Hey Tom! What first inspired you to make music together?
We were all studying music at college so we all kind of loved it. We were all in bands and started doing covers together. Mostly Fall Out Boy and Funeral For A Friend covers.
Where do you get your material from?
Lyrically it’s from our experiences. Stories about what has happened in our past. How we are feeling that day. And musically we play what feels naturally.
What’s the most important thing you’ve learnt whilst being on tour?
We’ve definitely learnt not to take things for granted. To really appreciate people who come and pay to watch us and come to have a good time.
Most surreal moment on tour?
Once we were playing a festival in Belgium and Queens of the Stone Age were sat next to us. Josh Homme is known for being a bit angry and Wilson accidently spilt his whole bowl of soup over his leg. But lucky he wasn’t angry at all, but it was of those moments.
Who are your major influences?
I’ve always been into punk and pop punk. I loved Travis Barker growing up and Foo Fighters. It’s all kind of a mixture of those.
How has your music evolved over the years?
We’ve learnt to not pigeonhole ourselves into one genre or one sound. With the new album we let things develop more.

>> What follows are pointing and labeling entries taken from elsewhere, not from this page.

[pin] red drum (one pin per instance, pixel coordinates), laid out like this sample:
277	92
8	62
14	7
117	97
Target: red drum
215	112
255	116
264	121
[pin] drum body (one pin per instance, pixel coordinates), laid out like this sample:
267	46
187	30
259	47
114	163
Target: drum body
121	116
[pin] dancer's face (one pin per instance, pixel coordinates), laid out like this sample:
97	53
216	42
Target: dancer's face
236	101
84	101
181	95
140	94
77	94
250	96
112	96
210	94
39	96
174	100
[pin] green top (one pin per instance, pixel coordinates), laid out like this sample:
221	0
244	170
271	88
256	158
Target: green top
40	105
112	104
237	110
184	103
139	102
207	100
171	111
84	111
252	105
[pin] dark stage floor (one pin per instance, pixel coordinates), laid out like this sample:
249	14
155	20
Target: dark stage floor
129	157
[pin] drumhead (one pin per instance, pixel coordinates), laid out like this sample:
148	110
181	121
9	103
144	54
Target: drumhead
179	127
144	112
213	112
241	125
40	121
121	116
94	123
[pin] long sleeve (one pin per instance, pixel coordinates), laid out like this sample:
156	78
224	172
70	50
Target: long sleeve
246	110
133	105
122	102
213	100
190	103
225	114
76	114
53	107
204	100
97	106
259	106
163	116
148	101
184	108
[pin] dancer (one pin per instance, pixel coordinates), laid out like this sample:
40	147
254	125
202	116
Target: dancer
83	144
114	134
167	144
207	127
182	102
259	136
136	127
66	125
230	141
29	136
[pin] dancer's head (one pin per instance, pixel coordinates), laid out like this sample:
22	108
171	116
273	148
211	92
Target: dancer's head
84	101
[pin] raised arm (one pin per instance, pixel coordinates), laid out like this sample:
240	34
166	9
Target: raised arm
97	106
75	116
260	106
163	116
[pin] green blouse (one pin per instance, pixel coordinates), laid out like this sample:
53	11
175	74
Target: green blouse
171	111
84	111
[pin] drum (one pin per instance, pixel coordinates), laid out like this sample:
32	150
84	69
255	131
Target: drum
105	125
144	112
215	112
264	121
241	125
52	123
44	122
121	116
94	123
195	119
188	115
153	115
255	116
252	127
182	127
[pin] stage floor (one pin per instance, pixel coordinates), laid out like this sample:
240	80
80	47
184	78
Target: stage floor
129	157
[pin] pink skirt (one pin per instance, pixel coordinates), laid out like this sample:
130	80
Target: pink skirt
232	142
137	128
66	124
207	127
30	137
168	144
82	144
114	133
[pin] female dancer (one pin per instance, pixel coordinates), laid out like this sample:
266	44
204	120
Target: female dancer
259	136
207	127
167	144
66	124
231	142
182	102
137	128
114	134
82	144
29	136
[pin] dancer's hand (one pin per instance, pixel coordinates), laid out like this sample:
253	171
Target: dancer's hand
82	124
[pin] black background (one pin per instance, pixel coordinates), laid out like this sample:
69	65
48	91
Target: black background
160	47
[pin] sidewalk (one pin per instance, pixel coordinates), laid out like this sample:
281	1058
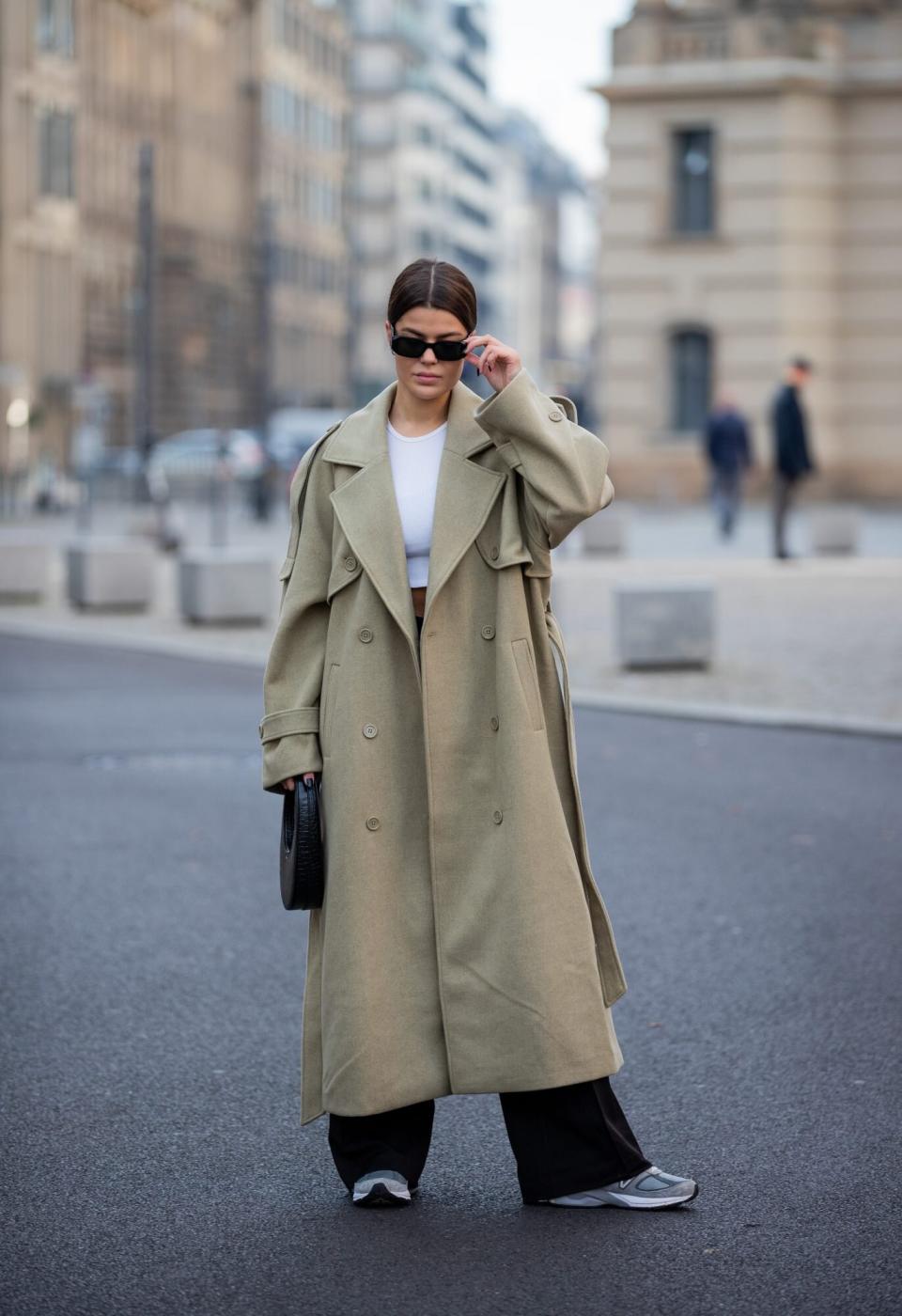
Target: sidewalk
810	641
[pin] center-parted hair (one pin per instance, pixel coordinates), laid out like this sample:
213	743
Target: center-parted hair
437	285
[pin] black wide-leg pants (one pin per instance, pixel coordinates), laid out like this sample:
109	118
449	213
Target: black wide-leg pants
565	1140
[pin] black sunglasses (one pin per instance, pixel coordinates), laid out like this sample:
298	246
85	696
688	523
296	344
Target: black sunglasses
402	346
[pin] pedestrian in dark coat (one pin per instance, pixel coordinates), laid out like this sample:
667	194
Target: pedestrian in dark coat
730	456
792	458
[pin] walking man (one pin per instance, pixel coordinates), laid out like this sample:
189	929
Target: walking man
792	460
728	456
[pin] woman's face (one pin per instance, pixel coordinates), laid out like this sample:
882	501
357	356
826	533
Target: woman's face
425	377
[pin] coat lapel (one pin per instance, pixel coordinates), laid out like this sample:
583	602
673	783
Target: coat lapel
367	509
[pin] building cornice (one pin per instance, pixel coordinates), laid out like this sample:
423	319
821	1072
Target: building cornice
750	78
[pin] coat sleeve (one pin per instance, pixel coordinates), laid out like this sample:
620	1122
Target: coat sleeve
563	466
289	729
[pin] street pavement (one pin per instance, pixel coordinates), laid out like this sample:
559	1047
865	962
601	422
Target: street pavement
151	1010
809	641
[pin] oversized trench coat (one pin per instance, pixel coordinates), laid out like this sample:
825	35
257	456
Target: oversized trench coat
463	945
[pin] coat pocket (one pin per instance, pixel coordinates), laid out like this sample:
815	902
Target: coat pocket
529	681
326	704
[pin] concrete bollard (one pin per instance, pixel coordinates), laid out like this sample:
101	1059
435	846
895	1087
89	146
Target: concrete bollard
109	572
605	532
23	568
226	585
664	624
832	529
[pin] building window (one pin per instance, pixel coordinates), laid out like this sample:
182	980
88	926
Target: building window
56	151
55	26
691	379
693	180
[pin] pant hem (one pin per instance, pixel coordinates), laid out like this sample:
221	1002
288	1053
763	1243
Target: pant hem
534	1193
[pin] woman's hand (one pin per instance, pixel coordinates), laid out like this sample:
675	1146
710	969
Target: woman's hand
499	364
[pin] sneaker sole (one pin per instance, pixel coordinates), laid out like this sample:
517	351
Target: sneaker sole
630	1203
382	1197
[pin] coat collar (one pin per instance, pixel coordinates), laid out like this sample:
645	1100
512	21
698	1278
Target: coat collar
367	509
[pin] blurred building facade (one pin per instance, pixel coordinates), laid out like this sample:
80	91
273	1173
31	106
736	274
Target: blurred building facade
753	212
424	162
546	260
243	102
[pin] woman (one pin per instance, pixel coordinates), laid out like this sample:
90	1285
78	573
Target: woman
461	945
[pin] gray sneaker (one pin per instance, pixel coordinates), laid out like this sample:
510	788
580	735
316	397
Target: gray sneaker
381	1188
648	1190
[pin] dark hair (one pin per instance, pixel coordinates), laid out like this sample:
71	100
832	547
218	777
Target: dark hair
433	283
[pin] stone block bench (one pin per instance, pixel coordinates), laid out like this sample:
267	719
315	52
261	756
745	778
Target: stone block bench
109	572
664	624
226	586
23	568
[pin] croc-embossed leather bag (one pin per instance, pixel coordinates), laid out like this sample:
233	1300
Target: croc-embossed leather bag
302	862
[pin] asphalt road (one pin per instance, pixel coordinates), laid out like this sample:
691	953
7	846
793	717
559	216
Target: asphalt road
151	1010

Do you prefer larger or smaller venues?
I like the kind of venues like the one we’re playing in Norwich, 1,000-2,000 people. It’s really cool. Not too big, not too small. When your headlining at a bigger arena the atmosphere can be a little bit strained, it’s a bit like everyone stands there and just watches you, the smaller venues tend to be more energetic.
Biggest challenge as a band? And how did you overcome it?
I think the biggest challenge was the time between this album and the last one – we kind of went through a stage where we didn’t really want to do it anymore. So we stopped and then we realised we did want to do it, but we didn’t want to do it with the people that we had working for us at the time. So we changed management and changed labels. That was definitely hard. It took the best part of two years to get everything in place. Then of course we had these songs for over a year and had over listened to them etc.
Any contemporary musicians/bands that you’re digging currently?
Black Foxes’ music is amazing and of course Dinosaur Pile-Up and Linkin Park.